One of my teachers has advised me to spend time in reflection after meditation where I let remembering and thinking happen in a limited way. What happened in that time? What was I doing when that happened? What did I learn there? Reviewing the process. This is something new for me in terms of a regular process. It leads to some interesting insights.
Today I think about what people hear when I speak of my practice as “the container” for my life. Does this seem restrictive to them? Yet, each of us lives within a container...that provided by the circumstances, the accident of birth: our parents, this body, this country, these expectations and values and cultural mores. Not seeing the boundaries and just going with this, unaware, is not freedom but the opposite. To see this and choose the container that is meaningful, that is freedom of heart and mind.
This is akin to yin, coaxing the body through gentle moves into postures that are unfamiliar. Opening the body in this way, breaking out of the tightened restrictions of habit and time, allowing new limits and possibilities, greater ease.
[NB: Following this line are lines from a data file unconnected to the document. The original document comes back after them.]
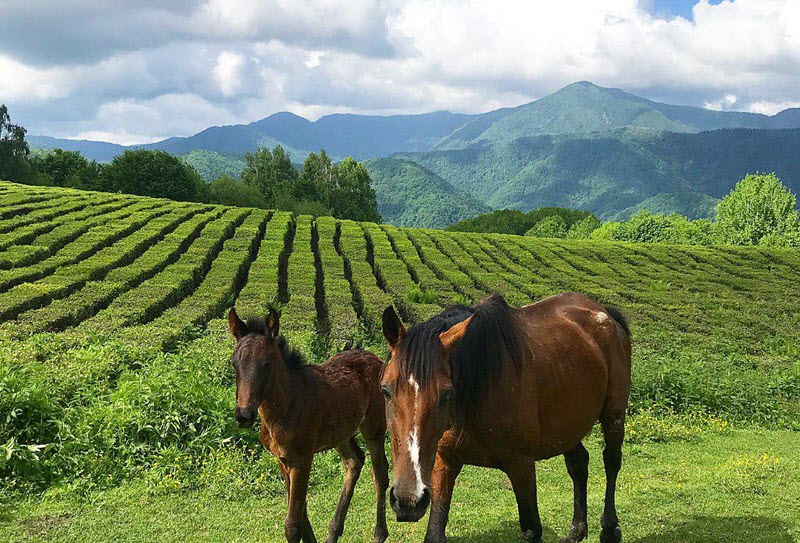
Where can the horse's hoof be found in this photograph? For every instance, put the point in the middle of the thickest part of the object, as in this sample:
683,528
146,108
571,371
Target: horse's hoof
531,537
611,535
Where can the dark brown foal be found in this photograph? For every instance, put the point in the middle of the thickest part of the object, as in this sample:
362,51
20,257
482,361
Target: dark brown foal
306,409
501,387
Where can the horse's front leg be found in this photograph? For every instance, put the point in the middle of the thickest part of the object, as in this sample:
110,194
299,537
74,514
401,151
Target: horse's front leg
521,472
443,479
297,526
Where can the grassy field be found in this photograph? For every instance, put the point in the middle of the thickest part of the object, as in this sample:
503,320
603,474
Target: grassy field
116,391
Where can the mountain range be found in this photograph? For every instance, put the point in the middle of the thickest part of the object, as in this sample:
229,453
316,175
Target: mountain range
599,149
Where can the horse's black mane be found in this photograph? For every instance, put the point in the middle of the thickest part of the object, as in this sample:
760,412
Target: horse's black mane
490,343
292,357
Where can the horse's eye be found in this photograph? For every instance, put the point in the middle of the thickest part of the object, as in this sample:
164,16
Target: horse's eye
446,396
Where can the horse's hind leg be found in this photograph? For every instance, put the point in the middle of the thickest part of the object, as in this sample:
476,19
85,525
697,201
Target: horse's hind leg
353,460
380,476
613,423
577,460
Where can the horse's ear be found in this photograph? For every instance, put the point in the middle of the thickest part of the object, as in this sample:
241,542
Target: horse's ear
452,337
237,327
273,323
393,329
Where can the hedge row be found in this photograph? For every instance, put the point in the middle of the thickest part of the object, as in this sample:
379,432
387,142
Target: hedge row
27,233
261,288
444,267
172,284
485,273
341,316
370,298
96,295
127,240
299,315
394,275
213,295
419,271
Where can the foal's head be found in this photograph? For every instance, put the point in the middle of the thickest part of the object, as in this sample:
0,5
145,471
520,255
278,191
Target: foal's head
420,401
256,353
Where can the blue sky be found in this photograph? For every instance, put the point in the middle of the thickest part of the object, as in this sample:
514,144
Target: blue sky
133,71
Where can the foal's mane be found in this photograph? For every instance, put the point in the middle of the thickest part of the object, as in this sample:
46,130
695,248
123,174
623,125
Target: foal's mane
491,342
292,357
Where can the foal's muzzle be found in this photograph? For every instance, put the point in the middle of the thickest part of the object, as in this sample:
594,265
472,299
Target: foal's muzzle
245,416
409,509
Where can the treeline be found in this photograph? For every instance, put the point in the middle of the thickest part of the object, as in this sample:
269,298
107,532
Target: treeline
269,179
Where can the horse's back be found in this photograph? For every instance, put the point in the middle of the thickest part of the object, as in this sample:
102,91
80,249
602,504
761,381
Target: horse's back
579,358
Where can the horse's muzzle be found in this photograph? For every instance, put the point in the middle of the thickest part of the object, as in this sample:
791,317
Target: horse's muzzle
409,510
245,417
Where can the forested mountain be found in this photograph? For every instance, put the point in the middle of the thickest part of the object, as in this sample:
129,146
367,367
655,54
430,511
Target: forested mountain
584,107
411,195
609,172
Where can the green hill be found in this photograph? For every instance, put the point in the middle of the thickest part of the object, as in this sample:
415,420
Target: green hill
410,195
609,172
583,107
117,388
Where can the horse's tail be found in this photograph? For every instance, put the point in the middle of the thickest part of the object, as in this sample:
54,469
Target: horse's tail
618,316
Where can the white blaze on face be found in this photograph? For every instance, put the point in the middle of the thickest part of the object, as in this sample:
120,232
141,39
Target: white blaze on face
413,440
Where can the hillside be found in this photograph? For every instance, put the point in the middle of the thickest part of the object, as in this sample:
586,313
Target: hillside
583,107
115,362
410,195
609,172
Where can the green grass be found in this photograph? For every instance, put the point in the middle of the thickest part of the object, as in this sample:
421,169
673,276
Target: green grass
116,389
720,489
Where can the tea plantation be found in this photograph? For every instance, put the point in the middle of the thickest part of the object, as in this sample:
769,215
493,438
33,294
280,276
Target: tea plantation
116,392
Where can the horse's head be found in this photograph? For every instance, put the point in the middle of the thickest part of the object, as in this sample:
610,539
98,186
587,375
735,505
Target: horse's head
254,357
419,394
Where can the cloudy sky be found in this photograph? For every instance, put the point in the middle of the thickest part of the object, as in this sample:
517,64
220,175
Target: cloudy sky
139,71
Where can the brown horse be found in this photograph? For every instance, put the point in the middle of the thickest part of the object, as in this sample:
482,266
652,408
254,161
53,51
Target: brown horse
306,409
500,387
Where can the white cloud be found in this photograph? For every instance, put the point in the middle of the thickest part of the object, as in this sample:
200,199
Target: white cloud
223,61
227,72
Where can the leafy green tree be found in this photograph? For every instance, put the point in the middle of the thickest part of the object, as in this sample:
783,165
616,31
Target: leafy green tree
316,177
271,172
151,173
14,150
228,191
65,169
553,226
351,195
583,228
758,206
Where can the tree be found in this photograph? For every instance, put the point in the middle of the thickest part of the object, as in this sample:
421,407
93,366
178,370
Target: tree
228,191
553,226
271,172
758,206
351,196
14,149
151,173
65,169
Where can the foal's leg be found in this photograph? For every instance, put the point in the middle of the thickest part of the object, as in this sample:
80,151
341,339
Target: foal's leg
380,476
521,472
577,460
307,532
297,526
613,424
353,460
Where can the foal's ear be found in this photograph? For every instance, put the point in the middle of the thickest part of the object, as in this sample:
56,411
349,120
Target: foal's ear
236,325
393,329
452,337
273,323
Joy from this sitting lingers into an evening of discussion with Dhamma friends and carries into refreshing sleep all the way into the morning and to my cushion again.
The second morning:
Then, today, watching body and mind, I feel a shadow flitting through the sunny field of contentment and ease. Is it irritation or impatience? It is a wanting anyway. A wanting to linger in this. Not to have to deal with the world's demands. The mind sways today like long grass in the wind, attention drifting between peace and this pulling desire. “How can I make space around this?” The question is the whole of the sitting, paired with each breath. I continue to feel the tension that is desire's trademark quality. This is what I have to be with today. This is a harder place to be, but no less infused with awareness.
The third morning:
Now there are tears as I recite the Loving Kindness Discourse again and I am surprised by the tears. How the human heart longs for peace. I breathe and soften and open. The pain does not go away but it spreads out, like salt in water. Not just a lump in my heart now but diluted by space, by the ocean of being that I am part of. This is perhaps the real ground of compassion, this vast field of feeling. Swimming through it and not claiming it as only mine. Yesterday's tension dissolves. Yet, the sweet peace of the morning before is tempered, less extravagant and more stable. Here there is an almost dreamlike quality. It seems a trusted voice is whispering, woven into the beating of heart and purling of breath.